Leak shows Labour took months to act over antisemitism cases, and waited a year to launch formal investigation into comments by Ken Livingstone
BuzzFeed News has obtained hundreds of internal Labour Party e-mails revealing that Labour’s Compliance Unit took took months to act over antisemitism cases, including procrastinating for a year before eventually launching a formal investigation into comments by the disgraced former Mayor of London, Ken Livingstone.
The e-mails were passed to BuzzFeed News by a former Labour Party official and a member of the Labour International group, who both said that they wanted to expose failings in the Compliance Unit’s response to antisemitism complaints before Jennie Formby became General Secretary in April 2018.
According to BuzzFeed News, e-mails between two former senior members of the Labour Compliance Unit, Sam Matthews and John Stolliday, and other Party officials also show that the unit took more than a year to suspend a member who defended fascist participants in the 1936 Battle of Cable Street, and eight months to suspend a council candidate who posted an articleclaiming that the Holocaust was a “hoax”.

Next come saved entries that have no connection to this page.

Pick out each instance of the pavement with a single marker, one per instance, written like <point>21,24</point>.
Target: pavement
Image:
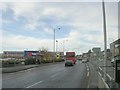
<point>17,68</point>
<point>81,75</point>
<point>22,67</point>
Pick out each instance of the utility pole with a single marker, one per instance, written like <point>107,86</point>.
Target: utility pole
<point>105,37</point>
<point>54,44</point>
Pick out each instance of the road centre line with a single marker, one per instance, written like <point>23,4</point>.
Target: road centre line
<point>88,74</point>
<point>34,84</point>
<point>54,75</point>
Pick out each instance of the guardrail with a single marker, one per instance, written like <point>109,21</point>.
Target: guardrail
<point>105,81</point>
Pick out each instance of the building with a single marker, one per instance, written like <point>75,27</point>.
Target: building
<point>30,54</point>
<point>13,54</point>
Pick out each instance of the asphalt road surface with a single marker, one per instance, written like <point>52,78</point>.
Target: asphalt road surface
<point>51,76</point>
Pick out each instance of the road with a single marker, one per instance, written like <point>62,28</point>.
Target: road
<point>51,76</point>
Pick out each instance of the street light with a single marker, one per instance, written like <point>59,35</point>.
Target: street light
<point>64,45</point>
<point>54,43</point>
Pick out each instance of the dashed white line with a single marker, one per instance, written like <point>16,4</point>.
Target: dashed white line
<point>54,75</point>
<point>34,84</point>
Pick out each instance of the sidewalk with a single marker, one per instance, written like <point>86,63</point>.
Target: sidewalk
<point>17,68</point>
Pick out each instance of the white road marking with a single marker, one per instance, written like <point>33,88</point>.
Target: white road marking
<point>54,75</point>
<point>88,74</point>
<point>34,84</point>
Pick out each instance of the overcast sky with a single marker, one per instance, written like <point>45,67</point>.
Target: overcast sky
<point>30,25</point>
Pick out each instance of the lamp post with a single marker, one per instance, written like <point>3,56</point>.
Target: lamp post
<point>54,43</point>
<point>105,37</point>
<point>64,45</point>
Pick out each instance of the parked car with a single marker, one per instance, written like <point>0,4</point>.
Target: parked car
<point>84,61</point>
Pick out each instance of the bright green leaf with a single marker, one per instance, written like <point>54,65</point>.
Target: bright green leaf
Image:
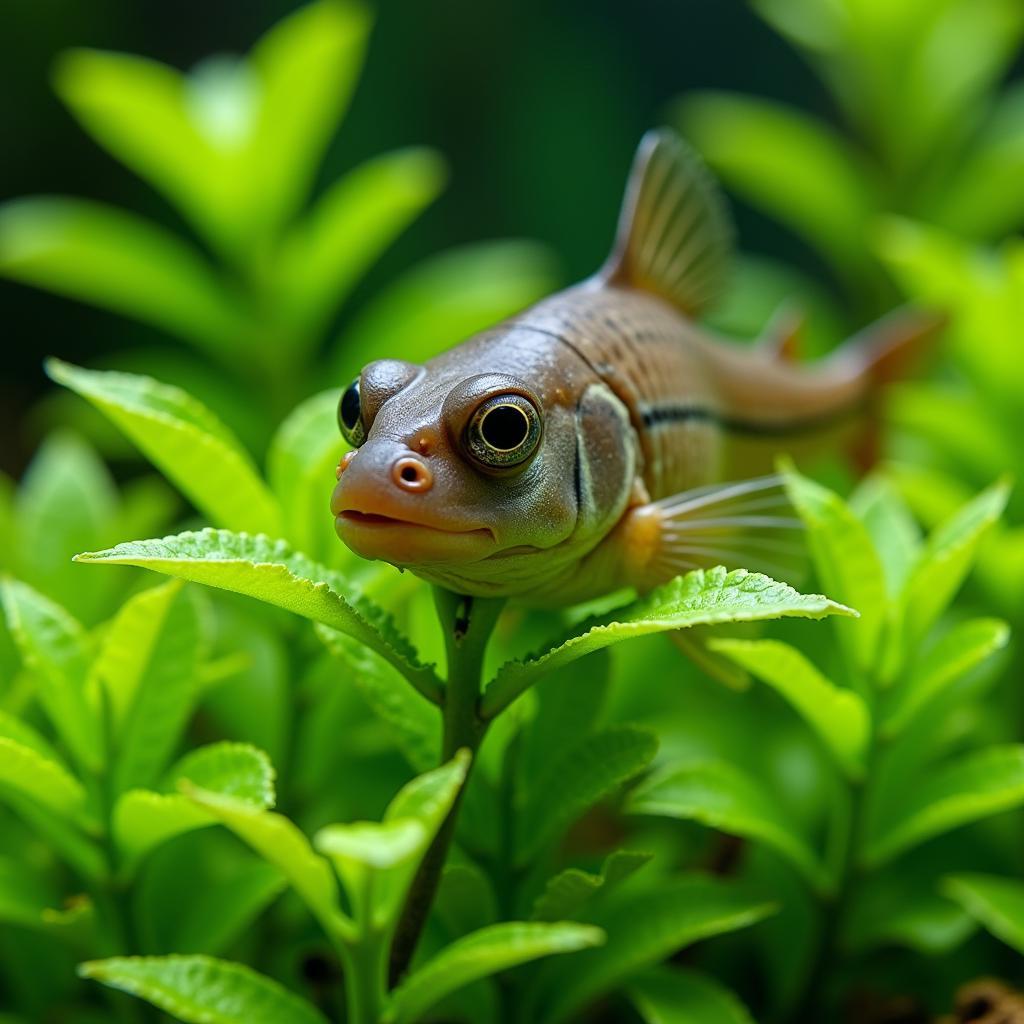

In the case of Mr Livingstone, BuzzFeed News revealed that Labour’s Compliance Unit failed to launch a formal investigation over comments he made while he was suspended.
According to the e-mails, in January 2018 concerns were raised with Laura Murray that Mr Livingstone was due to be readmitted to the Party in April that year, as his suspension for his comments claiming that Hitler supported Zionism was due to come to an end.
Ms Murray is the disgraced senior parliamentary aide to Mr Corbyn who was formally appointed to lead the Labour Party’s disciplinary process. She was exposed for intervening to prevent the suspension of alleged antisemite Pat Sheerin from the Labour Party. In leaked e-mails, she said that she intervened on behalf of Mr Corbyn himself.
The e-mails show that Labour’s Compliance Unit had received a number of further complaints about comments made by Mr Livingstone in interviews after his hearing at the Party’s National Constitutional Committee (NCC) in April 2017, but failed to order a formal investigation in the nine months that followed.
Compliance Unit official John Stolliday confirmed in an e-mail to Ms Murray that: “A second suspension was not applied, so he will come back into membership in April. The Party received a small number of complaints about his comments after the NCC hearing. We haven’t formally opened a new investigation yet, and that is a conversation we will have over here.” He added that the situation meant that Mr Livingstone was due to be “unsuspended shortly before the local elections.” He said that he recognised this was “not ideal in terms of campaigning.”
Ms Murray then asked Mr Stolliday if Mr Livingstone’s existing suspension could be extended. She wrote that it would be “disastrous for him to be reinstated as a member just two weeks before the local elections” and requested that the compliance unit inform her of its decision.
Yet Mr Livingstone faced no action until March when he eventually had his suspension extended, nearly a whole year after the new complaints were received and two months after Ms Murray’s request.
The former Labour official who passed BuzzFeed News the e-mails claimed: “Even after Laura Murray’s intervention, it still took the Compliance unit another two months to extend Ken Livingstone’s suspension, and that was nearly a year after they received the complaints. All the time the possibility of Livingstone being reinstated meant the party was being dragged through the mud in the press.”
In response to this expose, a Labour Party source told BuzzFeed News that since becoming General Secretary, Jennie Formby has sped up the process for dealing with antisemitism complaints. They claim that between April 2018 and January 2019, 96 members were handed suspensions and 12 were expelled.
The Equality and Human Rights Commission has begun pre-enforcement proceedings against the Labour Party following a formal referral and detailed legal representations from Campaign Against Antisemitism, which is the complainant. The pre-enforcement proceedings are a precursor to opening a full statutory investigation.
In recent months, eleven MPs have resigned from the Labour Party over antisemitism, along with numerous councillors and members.
Over 50,000 people have now signed our petition denouncing Jeremy Corbyn as an antisemite and declaring him “unfit to hold any public office.”